Eskişehir Barosu Çocuk Hakları İzleme Komisyonu, Diyanet İşleri Başkanlığı’nın internet sitesinde 9 -12 yaş çocukların evlendirilebileceğine yönelik ifadelerine tepki gösterdi.
Diyanet İşleri Başkanlığı'nın resmi internet sitesinde yayınlanan Dini Kavramlar Sözlüğünde yer alan "İslâm hukukçularınca bulûğ çağının alt sınırı, erkekler için 12, kızlar için 9 yaş olarak belirlenmiştir" ifadelerinden yola çıkılarak, “buluğ çağına ermiş kızların da evlenebilecekleri hatta kız çocuğunun velisi olmaksızın kendisinin nikahlanabileceği” şeklindeki açıklamalar / yorumlar ve toplum nezdinde yaratılan olumsuz algı Anayasa'nın başta Laiklik olmak üzere bir çok hükmü ile Medeni Kanununa aykırı olup TCK'nundaki çocukların cinsel istismarı / çocuklara karşı cinsel saldırı suçları ile mücadeleyi de sekteye uğratacak nitelikte olması kamuoyunda tepkilere neden oldu.
Eskişehir Barosu Çocuk Hakları İzleme Komisyonu da yaptığı açıklamayla, Diyanet’in bu ifadelere yer vermiş olmasına tepki gösterdi. Yapılan açıklamada şu ifadelere yer verildi: “Medeni Kanununun getirdiği sınırların altındaki bir yaşta evlendirilen çocuklarla ilgili "çocuk gelin" tabirini de asla kabul etmiyoruz. Bu kavram çocuklara karşı cinsel istismar ve cinsel saldırı suçlarının vehametini hafifleten algılar oluşturabilecektir. Çoçuk yaşta evlendirilen çocuklara karşı cinsel saldırı ve eski yasanın deyimiyle tecavüz suçu işlenmiş olacaktır. Evlendirmeye izin verenler açısında da TCK 39.maddedeki suça iştirak hükümleri uygulanacaktır.
Medeni Kanunun 124. Maddesi açıktır; Erkek veya kadın 17 yaşını doldurmadıkça evlenemez. Ancak hakim olağanüstü durumlarda ve pek önemli bir sebeple 16 yaşını doldurmuş olan erkek veya kadının evlenmesine izin verebilir.
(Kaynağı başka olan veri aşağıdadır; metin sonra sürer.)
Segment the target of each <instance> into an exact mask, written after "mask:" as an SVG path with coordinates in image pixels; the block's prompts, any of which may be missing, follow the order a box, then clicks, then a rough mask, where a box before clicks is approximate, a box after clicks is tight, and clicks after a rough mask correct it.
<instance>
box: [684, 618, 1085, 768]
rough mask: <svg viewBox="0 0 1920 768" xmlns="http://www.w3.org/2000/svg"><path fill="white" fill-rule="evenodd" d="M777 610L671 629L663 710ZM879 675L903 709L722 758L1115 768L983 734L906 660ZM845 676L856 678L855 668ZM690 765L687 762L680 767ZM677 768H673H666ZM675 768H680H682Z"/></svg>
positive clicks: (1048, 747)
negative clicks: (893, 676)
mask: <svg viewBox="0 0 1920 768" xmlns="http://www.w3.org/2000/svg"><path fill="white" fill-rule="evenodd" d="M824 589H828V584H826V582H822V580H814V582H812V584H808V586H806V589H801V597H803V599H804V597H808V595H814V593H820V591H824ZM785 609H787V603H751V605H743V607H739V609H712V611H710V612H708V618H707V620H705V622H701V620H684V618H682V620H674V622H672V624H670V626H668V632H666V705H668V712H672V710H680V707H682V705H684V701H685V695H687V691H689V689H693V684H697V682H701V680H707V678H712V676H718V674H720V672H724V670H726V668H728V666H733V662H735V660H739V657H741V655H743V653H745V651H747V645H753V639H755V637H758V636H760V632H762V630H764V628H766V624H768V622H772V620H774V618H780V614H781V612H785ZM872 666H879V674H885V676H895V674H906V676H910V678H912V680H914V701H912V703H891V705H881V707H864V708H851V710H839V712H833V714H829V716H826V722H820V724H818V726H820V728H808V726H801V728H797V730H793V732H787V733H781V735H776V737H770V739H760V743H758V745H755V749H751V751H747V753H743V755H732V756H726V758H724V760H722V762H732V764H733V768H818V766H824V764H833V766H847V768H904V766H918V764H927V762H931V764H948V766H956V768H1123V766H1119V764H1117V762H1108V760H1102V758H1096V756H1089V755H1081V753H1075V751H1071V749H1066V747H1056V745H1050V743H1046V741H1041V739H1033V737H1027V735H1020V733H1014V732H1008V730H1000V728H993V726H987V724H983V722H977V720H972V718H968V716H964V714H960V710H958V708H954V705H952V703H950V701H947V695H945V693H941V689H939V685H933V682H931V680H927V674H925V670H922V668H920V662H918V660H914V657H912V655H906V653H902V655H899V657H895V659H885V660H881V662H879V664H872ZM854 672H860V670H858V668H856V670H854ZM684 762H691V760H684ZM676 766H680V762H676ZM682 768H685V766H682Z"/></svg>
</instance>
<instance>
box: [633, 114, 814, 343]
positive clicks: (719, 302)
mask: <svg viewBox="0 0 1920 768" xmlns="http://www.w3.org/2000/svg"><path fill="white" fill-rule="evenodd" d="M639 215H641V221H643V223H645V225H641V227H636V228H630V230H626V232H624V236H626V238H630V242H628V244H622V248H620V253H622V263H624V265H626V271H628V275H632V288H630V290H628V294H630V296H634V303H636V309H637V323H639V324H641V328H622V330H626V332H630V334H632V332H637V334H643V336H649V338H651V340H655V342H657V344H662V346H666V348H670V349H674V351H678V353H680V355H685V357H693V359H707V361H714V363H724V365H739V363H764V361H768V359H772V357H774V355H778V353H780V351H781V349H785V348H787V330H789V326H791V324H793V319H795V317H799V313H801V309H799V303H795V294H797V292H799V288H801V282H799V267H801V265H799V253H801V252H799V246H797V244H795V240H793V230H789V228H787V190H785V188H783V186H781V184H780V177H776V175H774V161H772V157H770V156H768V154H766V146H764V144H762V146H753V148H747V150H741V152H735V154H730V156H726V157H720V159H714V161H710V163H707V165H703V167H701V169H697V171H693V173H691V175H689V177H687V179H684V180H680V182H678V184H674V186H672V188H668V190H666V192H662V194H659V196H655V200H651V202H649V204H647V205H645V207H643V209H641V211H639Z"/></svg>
Olanak bulundukça karardan önce ana , baba veya vasi dinlenir. Yine Türk Medeni Kanunun 126. Maddesine göre de küçük yasal temsilcinin izni olmadıkça evlenemez.
Dolayısıyla yasalarla 17 yaşını doldurmuş olmak ve 18 yaşından gün almış olmak şartı aranırken ve anne baba rızası aranırken Diyanet işleri Başkanlığınca Türk Medeni Kanunun emredici hükümleriyle tamamen tezat teşkil edecek şekilde nikah yaşının fiilen 9-12 yaşlarına indirilmesi ve anne baba rızasının aranmaması gerektiğine dair verilen ve Laik Hukuk Düzeninde asla yeri olmayan fetva ; Anayasanın en temel ilkelerinden olan laikliğe aykırı olmakla birlikte Türk Medeni kanunun 124 ve 126. Maddelerine de açıkça aykırıdır. Yurttaşlarımızı , emredici olan bu kanun maddelerine uymamaya yönelten açıklamalar TCK 217.maddedeki " halkı kanunlara uymamaya tahrik " suçunu da oluşturabilecektir.
Her ne kadar Diyanet İşleri Başkanlığı cinsel istismara zemin hazırlayan bu açıklamalarından sonra kamuoyundan gelen tepkiler üzerine yazılı bir açıklamayla konuyu yalanlanmışsa da Dini Kavramlar Sözlüğünde yer alan ilgili kısımlara ilişkin değişiklik yapılmamıştır.
Eskişehir Barosu Çocuk Hakları İzleme Komisyonu olarak Laik Hukuk Düzenini benimsemiş ve özümsemiş olan Türkiye Cumhuriyeti'nde "fetva" nın yeri olmadığını özellikle vurguluyor ; Diyanet İşleri Başkanlığı’na anayasal bir devlet kurumu olduğunu hatırlatıyor; gerek anayasamız gerekse taraf olduğumuz milletlerarası sözleşmelere aykırı olarak suç oluşturan ve ülkemizin kanayan bir yarası olan çocuk evliliklerini herhangi bir bağlamda aklamaya yönelik bu eylemin karşısında durduğumuzu, durmaya devam edeceğimizi ve bu meselenin takipçisi olacağımızı bildiriyoruz.”